Transformer-based models have become state-of-the-art tools in various machine learning tasks, including time series classification, yet their complexity makes understanding their internal decision-making challenging. Existing explainability methods often focus on input-output attributions, leaving the internal mechanisms largely opaque. This paper addresses this gap by adapting various Mechanistic Interpretability techniques; activation patching, attention saliency, and sparse autoencoders, from NLP to transformer architectures designed explicitly for time series classification. We systematically probe the internal causal roles of individual attention heads and timesteps, revealing causal structures within these models. Through experimentation on a benchmark time series dataset, we construct causal graphs illustrating how information propagates internally, highlighting key attention heads and temporal positions driving correct classifications. Additionally, we demonstrate the potential of sparse autoencoders for uncovering interpretable latent features. Our findings provide both methodological contributions to transformer interpretability and novel insights into the functional mechanics underlying transformer performance in time series classification tasks.

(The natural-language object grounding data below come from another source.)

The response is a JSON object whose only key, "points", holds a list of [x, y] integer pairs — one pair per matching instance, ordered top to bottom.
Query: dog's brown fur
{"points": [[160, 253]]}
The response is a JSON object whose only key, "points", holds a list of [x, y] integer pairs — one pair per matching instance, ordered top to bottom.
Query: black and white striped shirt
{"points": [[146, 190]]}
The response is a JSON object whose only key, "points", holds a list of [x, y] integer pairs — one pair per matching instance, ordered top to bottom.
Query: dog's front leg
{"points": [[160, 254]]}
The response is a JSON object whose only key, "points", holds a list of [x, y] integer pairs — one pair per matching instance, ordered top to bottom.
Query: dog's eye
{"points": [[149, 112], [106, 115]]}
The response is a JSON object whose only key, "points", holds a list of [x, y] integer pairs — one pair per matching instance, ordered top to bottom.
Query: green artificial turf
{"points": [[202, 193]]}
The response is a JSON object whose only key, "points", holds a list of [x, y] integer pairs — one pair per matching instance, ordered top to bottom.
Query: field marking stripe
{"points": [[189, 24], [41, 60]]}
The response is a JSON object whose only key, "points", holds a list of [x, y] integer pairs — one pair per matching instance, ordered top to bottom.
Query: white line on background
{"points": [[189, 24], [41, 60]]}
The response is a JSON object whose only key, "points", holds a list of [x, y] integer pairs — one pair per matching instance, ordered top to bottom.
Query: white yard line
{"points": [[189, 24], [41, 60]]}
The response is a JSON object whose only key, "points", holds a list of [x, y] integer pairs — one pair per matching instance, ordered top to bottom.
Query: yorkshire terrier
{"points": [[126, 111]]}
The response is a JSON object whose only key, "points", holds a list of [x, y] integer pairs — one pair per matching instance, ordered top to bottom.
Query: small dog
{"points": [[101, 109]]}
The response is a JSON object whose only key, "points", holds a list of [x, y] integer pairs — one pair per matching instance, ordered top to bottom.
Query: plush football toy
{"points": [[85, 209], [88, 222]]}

翻译：基于Transformer的模型已成为包括时间序列分类在内的多种机器学习任务中的先进工具，但其复杂性使得理解其内部决策过程具有挑战性。现有的可解释性方法通常侧重于输入-输出归因，导致内部机制在很大程度上仍不透明。本文通过将多种机制可解释性技术——包括激活修补、注意力显著性和稀疏自编码器——从自然语言处理领域迁移至专为时间序列分类设计的Transformer架构，以填补这一空白。我们系统地探究了单个注意力头和时间步的内部因果作用，揭示了这些模型内部的因果结构。通过在基准时间序列数据集上的实验，我们构建了因果图以说明信息如何在内部传播，并突出了驱动正确分类的关键注意力头和时间位置。此外，我们还展示了稀疏自编码器在揭示可解释潜在特征方面的潜力。我们的研究结果为Transformer的可解释性提供了方法论贡献，并对Transformer在时间序列分类任务中性能的功能机制提供了新的见解。